The case study highlights a significant enterprise deployment where Mendable equipped approximately 1,000 customer success and sales personnel at a $20+ billion tech company with GTM (Go-To-Market) assistants. These assistants provide technical guidance, process help, and industry expertise. The reported results include $1.3 million in savings over five months, with projections of $3 million in annual savings due to decreased research time and reduced dependency on technical resources. While these numbers come from the company itself and should be viewed with appropriate skepticism, they do illustrate the scale and potential impact of the deployment.
The Tools & Actions feature represents an evolution from simple Q&A to action-based AI assistants. A typical workflow example involves a salesperson asking about key initiatives for a prospect, where the assistant could:
This expansion in capabilities introduces significant complexity in terms of reliability, debugging, and observability.
The core technical challenge Mendable faced was the “black box” nature of agent execution. When building applications that depend on agentic behavior, reliability and observability become critical concerns. Understanding the key interactions and decisions within an agent loop is inherently tricky, especially when the agent has access to multiple resources and is embedded in a production pipeline.
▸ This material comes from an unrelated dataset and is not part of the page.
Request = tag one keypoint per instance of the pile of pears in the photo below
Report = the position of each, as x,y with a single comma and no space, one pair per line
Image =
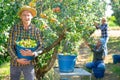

A specific design feature that introduced complexity was allowing users to create custom tools via API calls. Users could input tags like <ai-generated-value> when creating API requests, which the AI would fill at request time based on the user’s question and the schema. This “just-in-time” AI input/output pattern created numerous moving parts that were difficult to debug.
Before implementing proper observability tooling, the development process was cluttered with console.log statements throughout the codebase and suffered from high-latency debugging runs. Trying to understand why a tool wasn’t being called or why an API request had failed became what the author describes as a “nightmare.” There was no proper visibility into the agentic behavior or whether custom tools were working as expected.
Mendable was already using LangChain’s OpenAI tool agents, which made the integration with LangSmith straightforward. LangSmith provided the observability capabilities needed to understand agent behavior in production.
When tracing is enabled in LangChain, the application captures and displays a detailed visualization of the run’s call hierarchy. This feature allows developers to explore:
This visibility proved immediately valuable. The case study describes an example where, upon connecting LangSmith to the Tools & Actions module, the team quickly spotted problems that were previously invisible. One trace revealed that a call to ChatOpenAI was taking 7.23 seconds—an unusually long time. Upon investigation, they discovered that the prompt had concatenated all of their RAG pipeline prompts and sources with the Tools & Actions content, leading to significant delays in the streaming process. This insight allowed them to optimize which chunks of the prompt needed to be used by the Tools & Actions module, reducing overall latency.
A particularly valuable aspect of LangSmith’s tracing capabilities was the ability to inspect tool inputs. Since Mendable allows users to create custom tools, they needed to ensure that the tool-building process in the UI was both easy and performant. This meant that when a tool was created in the backend, it needed to have the correct schema defined—partially by user input (API request details) and partially by what the AI would automatically provide at request time.
The case study provides an example of a “Recent News Tool” where the query parameter inside {query: {q}} was generated by the AI. Ensuring this query was accurate to user intent while also being optimized for the specific tool being used was challenging. LangSmith made it easy to verify this by running the same tool with different queries approximately 20 times and quickly scrolling through traces to confirm output and schema accuracy.
For traces that weren’t accurate, the team could either drill deeper into the trace to understand the issue or annotate it within LangSmith for later review. This led to an important insight: the tool descriptions were critical for generating correct schemas and inputs. Armed with this knowledge, they improved the AI-generated portions of tool creation and updated their product to emphasize the importance of providing detailed descriptions when users create tools.
As optimization experiments accumulated, the need to quickly save inputs and outputs for further evaluation became apparent. LangSmith’s dataset functionality allowed the team to select specific runs and add them to a dataset with a single button click. This created a centralized repository of trace data that could be used for ongoing evaluation, either manually or through LangSmith’s built-in evaluation capabilities.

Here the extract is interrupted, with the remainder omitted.